Development of visual motion processing: phase and peak latencies of direction-specific visual evoked potential.
Lee J., Wattam-Bell J., Atkinson J., Braddick O.
The direction-reversal visual evoked potential (DR-VEP) latency is a key measure of the development of motion processing in infancy. However, the latency of this response has not been previously investigated. For other stimuli, both the latency of an initial peak and a latency measure calculated from steady-state phase as a function of frequency have been shown to be important and distinctive indicators of development. The latter measure is hypothesized to reflect the time course of cortical processing beyond the initial response that generates the first positive peak. DR-VEP was tested in 61 adults at 1-16 reversals per second (r/s) and 76 infants (age 7.7-79.0 weeks) at 2-8 r/s. In addition to measuring the transient peak latency at 1-3 r/s, latencies from the gradient of phase against reversal rates were also calculated from steady-state recordings at 1-16 r/s. For both adults and infants, peak latencies were similar for 1-3 r/s, while the calculated latency was substantially longer. Thirty-nine percent of adults and 17% of infants showed additional early transient peaks.

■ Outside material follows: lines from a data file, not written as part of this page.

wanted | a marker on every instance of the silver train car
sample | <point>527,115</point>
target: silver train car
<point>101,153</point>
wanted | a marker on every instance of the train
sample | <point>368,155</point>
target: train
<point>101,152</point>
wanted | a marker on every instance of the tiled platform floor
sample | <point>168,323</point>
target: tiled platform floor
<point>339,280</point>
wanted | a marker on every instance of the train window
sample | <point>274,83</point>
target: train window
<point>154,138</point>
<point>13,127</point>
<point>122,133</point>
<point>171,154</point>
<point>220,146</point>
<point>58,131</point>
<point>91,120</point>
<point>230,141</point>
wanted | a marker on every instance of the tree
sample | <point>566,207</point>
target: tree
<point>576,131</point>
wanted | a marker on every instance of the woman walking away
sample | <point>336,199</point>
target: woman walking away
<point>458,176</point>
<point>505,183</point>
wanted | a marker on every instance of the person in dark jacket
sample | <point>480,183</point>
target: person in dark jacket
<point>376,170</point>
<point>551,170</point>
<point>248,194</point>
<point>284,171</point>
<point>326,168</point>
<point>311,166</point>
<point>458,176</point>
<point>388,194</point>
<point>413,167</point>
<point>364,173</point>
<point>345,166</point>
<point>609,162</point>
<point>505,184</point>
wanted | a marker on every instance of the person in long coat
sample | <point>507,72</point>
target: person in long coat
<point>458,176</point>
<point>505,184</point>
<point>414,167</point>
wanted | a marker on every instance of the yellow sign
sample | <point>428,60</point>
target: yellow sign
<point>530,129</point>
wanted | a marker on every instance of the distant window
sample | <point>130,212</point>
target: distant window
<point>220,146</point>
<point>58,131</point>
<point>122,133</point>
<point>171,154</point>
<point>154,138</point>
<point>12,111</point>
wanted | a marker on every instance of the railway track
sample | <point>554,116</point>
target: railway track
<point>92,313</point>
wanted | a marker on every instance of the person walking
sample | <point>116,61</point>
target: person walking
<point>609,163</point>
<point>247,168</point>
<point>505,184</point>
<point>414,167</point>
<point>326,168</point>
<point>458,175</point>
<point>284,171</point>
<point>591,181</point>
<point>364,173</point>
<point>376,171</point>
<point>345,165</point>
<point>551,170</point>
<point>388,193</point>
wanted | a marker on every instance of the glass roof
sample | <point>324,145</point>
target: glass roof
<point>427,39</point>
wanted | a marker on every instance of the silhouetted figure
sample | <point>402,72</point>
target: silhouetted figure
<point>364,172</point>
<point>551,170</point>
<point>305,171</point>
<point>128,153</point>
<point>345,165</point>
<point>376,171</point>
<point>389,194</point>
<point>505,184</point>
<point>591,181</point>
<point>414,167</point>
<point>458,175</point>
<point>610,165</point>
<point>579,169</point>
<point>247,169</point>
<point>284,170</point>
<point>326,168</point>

We suggest that this early peak may reflect activation of extrastriate areas by motion, by a route that bypasses V1. While both transient latencies were similar to adult values around the onset of DR responses at 10 weeks of age, the latency calculated from phase values did not asymptote to the adult value of 207 ms until around 30 weeks. The overall time course of the response to direction reversal is prolonged compared with the transmission delay that generates the initial transient peak, presumably reflecting feed-forward, lateral, and recurrent connections that refine and elaborate the directional response of cortical neurons. While the peak latencies stay relatively unchanged throughout development, the dynamics of further motion processing are not mature until after 8 months of age. These measures may prove important indicators of motion development in future clinical evaluations.